Deux points évitent l’essentiel des ennuis. D’abord, une demande n’a aucune forme obligatoire : un e-mail au commercial, un message, un courrier, tout compte. Vos collaborateurs doivent savoir la reconnaître et vous la transmettre le jour même, sinon le délai court sans que personne ne s’en aperçoive. Répondre est par ailleurs gratuit en principe.
Et « supprimez-moi » ne veut pas dire tout effacer : si la loi vous oblige à garder une facture, vous la gardez et vous expliquez pourquoi. Une réponse motivée vaut mieux qu’un silence.
Ce qui rend l’exercice tenable, c’est de savoir en dix minutes tout ce que vous détenez sur une personne. Avec un fichier clients centralisé et un export, c’est une formalité ; avec trois tableurs et un carnet, c’est un après-midi perdu.

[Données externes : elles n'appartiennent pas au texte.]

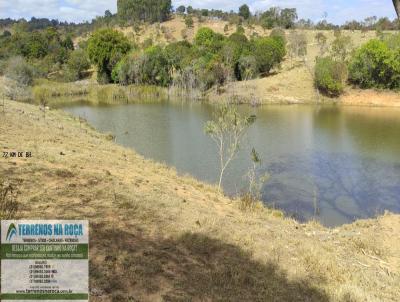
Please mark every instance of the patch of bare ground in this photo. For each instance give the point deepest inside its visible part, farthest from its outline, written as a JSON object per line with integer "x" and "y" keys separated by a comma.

Faut-il savoir où sont stockées les données, et qui peut les voir ?
Oui, et un client ou un donneur d’ordre peut vous poser la question. Vous devez pouvoir nommer vos prestataires, dire où ils stockent les données et signaler les envois hors Union européenne (articles 13 et 30 du RGPD).

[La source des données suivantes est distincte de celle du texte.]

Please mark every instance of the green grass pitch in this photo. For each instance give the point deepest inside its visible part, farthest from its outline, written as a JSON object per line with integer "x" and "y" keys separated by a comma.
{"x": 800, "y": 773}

Faites la liste : hébergeur du logiciel de gestion, outil d’envoi d’e-mails, sauvegarde, messagerie, expert-comptable. Envoyer des données hors d’Europe n’est pas interdit, mais suppose des garanties particulières. Le plus simple : des prestataires qui hébergent dans l’Union européenne.
Point souvent oublié : dès que vous utilisez un logiciel, son éditeur travaille sur vos données pour votre compte. Un contrat doit encadrer cela, et c’est à vous de le réclamer (article 28 du RGPD). Un éditeur incapable de le fournir vous dit quelque chose sur lui-même. Akmous est hébergé dans l’Union européenne et met ce contrat à disposition : voir la page Sécurité.
Dernier point : les accès internes. Imaginez un salarié qui part avec tout le fichier clients sur une clé USB. Le règlement demande des mesures adaptées au risque (article 32) ; la plus efficace ne coûte rien : un compte et un mot de passe par personne, des droits limités au nécessaire, et un compte fermé le jour du départ.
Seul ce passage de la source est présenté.